“Search,” by Michelle Huneven (Penguin Press)
Whoever said that university politics are vicious because the stakes are so low probably never served on a ministerial search committee.
Michelle Huneven’s delightful new novel “Search” reveals the inner workings of just such a committee. It takes the form of a comic memoir-with-recipes by a restaurant critic and food writer enlisted to help pick a senior minister of her progressive Unitarian Universalist congregation in Southern California.
The opportunity arrives just when Dana Potowski is despairing of ever finding a subject for her next book. Then it occurs to her that the yearlong search is likely to yield enough material for her to add to the “recent flurry of books about intensive 12-month undertakings: a year of reading only the Bible; a year having sex every day.”
But is it ethical? She decides that by the time the book is ready to be published, no one will really care and besides, she will change names and identifying details. So begins her surreptitious note-taking as the committee— whose work is strictly confidential — begins its endless rounds of meetings and interviews with candidates across the country. The comic twist is that the shenanigans of some of the principals, both committee members and clergy, are as twisted and weird as what we’ve come to expect on Wall Street or in Washington — and the book becomes a best seller.
Fans of Huneven’s four previous novels will recognize familiar themes in “Search,” including alcoholism, recovery and the restorative power of gardening, cooking and a spiritual practice. That doesn’t keep her fictional alter ego from poking fun at the liberal pieties of the Unitarian denomination, where services might include “drumming and bowing to the four directions and rattling of rain sticks” and one of the committee members is a polyamorous mixologist who plays Dana’s least favorite instrument, handbells.
Like her wry and thoughtful narrator, Huneven has worked as a food writer (for LA Weekly and the Los Angeles Times) and spent time in seminary.
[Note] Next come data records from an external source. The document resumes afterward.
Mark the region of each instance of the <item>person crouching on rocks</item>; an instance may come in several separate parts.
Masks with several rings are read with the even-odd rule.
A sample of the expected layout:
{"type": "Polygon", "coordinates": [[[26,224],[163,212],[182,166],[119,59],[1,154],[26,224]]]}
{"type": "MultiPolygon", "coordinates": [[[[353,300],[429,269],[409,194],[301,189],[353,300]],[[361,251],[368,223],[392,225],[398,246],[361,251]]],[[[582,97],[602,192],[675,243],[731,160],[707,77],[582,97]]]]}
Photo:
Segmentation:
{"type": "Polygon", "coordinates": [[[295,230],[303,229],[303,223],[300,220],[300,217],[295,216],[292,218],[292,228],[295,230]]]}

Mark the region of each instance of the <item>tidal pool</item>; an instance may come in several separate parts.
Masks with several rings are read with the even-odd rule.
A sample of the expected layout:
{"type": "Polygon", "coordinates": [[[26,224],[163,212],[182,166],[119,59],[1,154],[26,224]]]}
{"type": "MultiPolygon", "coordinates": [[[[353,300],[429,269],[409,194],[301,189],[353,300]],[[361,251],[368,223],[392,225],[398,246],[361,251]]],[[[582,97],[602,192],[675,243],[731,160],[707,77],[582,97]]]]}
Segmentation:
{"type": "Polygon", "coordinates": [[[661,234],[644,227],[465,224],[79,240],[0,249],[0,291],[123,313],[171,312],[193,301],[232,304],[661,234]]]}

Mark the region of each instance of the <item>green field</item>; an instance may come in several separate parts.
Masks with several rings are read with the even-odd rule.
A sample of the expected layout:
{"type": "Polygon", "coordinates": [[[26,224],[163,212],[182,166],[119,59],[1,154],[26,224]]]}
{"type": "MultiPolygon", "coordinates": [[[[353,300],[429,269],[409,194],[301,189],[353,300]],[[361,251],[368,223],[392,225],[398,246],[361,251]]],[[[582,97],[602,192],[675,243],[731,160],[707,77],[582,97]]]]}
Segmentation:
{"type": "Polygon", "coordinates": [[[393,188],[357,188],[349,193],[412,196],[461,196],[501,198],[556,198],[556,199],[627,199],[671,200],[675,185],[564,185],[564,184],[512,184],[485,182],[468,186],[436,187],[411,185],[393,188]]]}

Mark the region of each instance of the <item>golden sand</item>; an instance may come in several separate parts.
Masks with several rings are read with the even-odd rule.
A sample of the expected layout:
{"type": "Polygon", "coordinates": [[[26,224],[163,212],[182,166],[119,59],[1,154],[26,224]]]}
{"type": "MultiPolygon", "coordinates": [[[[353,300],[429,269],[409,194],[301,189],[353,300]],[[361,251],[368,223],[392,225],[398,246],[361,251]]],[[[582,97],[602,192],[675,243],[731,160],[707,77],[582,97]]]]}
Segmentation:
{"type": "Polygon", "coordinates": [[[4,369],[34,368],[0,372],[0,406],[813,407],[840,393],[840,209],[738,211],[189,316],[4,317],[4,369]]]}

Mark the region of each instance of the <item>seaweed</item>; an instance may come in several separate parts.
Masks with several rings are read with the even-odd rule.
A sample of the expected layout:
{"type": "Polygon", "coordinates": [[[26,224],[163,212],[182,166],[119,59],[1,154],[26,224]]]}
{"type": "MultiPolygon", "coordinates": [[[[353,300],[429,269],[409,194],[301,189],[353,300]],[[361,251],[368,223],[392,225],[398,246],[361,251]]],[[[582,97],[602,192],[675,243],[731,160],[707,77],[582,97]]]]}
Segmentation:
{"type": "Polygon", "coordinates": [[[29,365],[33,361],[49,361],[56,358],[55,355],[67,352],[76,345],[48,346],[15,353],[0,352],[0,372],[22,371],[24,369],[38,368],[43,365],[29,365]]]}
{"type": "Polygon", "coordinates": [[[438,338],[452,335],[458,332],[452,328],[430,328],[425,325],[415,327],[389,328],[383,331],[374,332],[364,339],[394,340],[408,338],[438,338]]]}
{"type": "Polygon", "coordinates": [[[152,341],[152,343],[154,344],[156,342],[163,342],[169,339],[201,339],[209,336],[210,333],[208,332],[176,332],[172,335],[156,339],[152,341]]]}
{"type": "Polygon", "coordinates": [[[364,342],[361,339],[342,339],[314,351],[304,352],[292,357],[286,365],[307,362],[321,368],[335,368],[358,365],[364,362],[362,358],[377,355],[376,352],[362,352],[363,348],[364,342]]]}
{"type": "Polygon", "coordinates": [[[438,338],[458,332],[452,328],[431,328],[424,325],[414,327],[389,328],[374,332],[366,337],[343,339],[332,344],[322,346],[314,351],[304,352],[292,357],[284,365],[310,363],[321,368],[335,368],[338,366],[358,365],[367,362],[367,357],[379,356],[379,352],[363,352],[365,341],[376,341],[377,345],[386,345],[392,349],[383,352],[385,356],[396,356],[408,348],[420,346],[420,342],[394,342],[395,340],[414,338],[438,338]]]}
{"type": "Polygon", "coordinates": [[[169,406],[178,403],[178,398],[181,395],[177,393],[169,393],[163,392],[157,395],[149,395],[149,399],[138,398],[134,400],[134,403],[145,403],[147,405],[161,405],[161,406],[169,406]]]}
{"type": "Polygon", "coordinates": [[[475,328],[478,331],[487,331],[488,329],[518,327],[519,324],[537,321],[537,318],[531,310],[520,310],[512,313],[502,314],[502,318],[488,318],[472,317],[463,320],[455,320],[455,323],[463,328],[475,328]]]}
In writing about either subject — whether it’s the fried eggrolls at Dana’s favorite Vietnamese restaurant or the spiritual epiphany that draws her back to church — Huneven has total command of her material.
At times the novel, at over 350 pages without the recipes, feels a bit baggy. A couple plot devices go nowhere, including Dana’s attraction to a fellow committee member. But Huneven is such a smart and funny writer that readers are likely to give her a pass for choosing abundance over austerity.